When reviewing the airline sector, the moves made by Republic Airways Holdings Inc. (NASDAQ:RJET) appear to be all the right ones. In an industry long focused on market share and size, the airlines as a group have undertaken a new dedication to focusing on profits regardless of market share or supposed industry importance.
Republic Airways Holdings Inc. (NASDAQ:RJET) is a jumbled group of airlines including Chautauqua Airlines, Frontier Airlines, Republic Airlines, and Shuttle America, serving more than 1,500 flights daily. Probably surprising to most is that the airline also serves as a fixed-fee flight operator for AmericanConnection, Delta Connection, United Express, and US Airways Express.
The company competes in the ultra-low-cost-carrier (ULCC) segment versus the better run companies Allegiant Travel Company (NASDAQ:ALGT) and Spirit Airlines Incorporated (NASDAQ:SAVE). As the one-year chart below shows, this airline segment as a whole has done well over the last year:
The right moves
Like most in the industry, the company reported a quarterly profit during Q1 for the first time in many years. In order to achieve this target, the company made numerous moves, including cutting revenue. The beneficial moves included the following:
- Republic operated 12 fewer E190 aircraft under operations with Frontier. Five of the aircraft were sold, two were returned to lessors, while the remaining five were turned into fixed-fee charters.
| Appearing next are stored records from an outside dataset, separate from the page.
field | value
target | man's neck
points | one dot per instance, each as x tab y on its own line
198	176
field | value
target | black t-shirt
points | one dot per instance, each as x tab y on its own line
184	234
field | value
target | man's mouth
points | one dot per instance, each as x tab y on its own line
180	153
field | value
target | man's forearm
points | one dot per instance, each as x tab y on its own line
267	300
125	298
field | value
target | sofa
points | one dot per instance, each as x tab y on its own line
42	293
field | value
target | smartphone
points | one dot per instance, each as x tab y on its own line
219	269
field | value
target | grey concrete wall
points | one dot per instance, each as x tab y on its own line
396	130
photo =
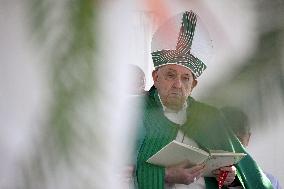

- Republic placed 16 Q400 aircraft into service at United.
- For June 2013, Frontier had a 19% reduction in available seat miles (ASMs) via reducing the amount of Airbus planes operated by four.
The Republic segment actions led to an 8.6% reduction in revenue, led by a $52 million reduction in passenger revenue. Combined with a 9.4% increase in fixed-fee service revenues and a dramatic $46 million drop in fuel costs, the company was able to increase the pre-tax operating income. Likewise, the Frontier segment turned a 9.2% decline in revenue into a large drop in fuel cost and a smaller pre-tax loss.
Incredible load factor at Frontier
With the dramatic 19% reduction in ASMs for June 2013, Frontier Airlines was able to set a new record with a 94% load factor for a month. Unfortunately, all the work only increased the load factor from 93% last year.
For the year, the load factor is only 89% compared to 86% through June last year. Considering the segment had a $20 million pre-tax loss during Q1, Republic will need the record load factor in order to generate any profits from the segment.
Cheap industry in general
The above moves by Republic Airways Holdings Inc. (NASDAQ:RJET) reinforce the general airline focus of improving profits regardless of revenues and market share. Unfortunately the Frontier segment hasn’t been unable to compete with the profits of either Allegiant Travel Company (NASDAQ:ALGT) or Spirit Airlines Incorporated (NASDAQ:SAVE) in the ULCC segment. Both of those airlines have summer operating margins in excess of 15% and therefore trade at multiples of revenue.
Republic Airways Holdings Inc. (NASDAQ:RJET) trades at one of the lowest sales multiples; this shouldn’t be a huge surprise considering the weak margins at Frontier. In addition, Republic has declining revenue while Spirit is growing over 20% and Allegiant Travel Company (NASDAQ:ALGT)is pegged at around 10% growth.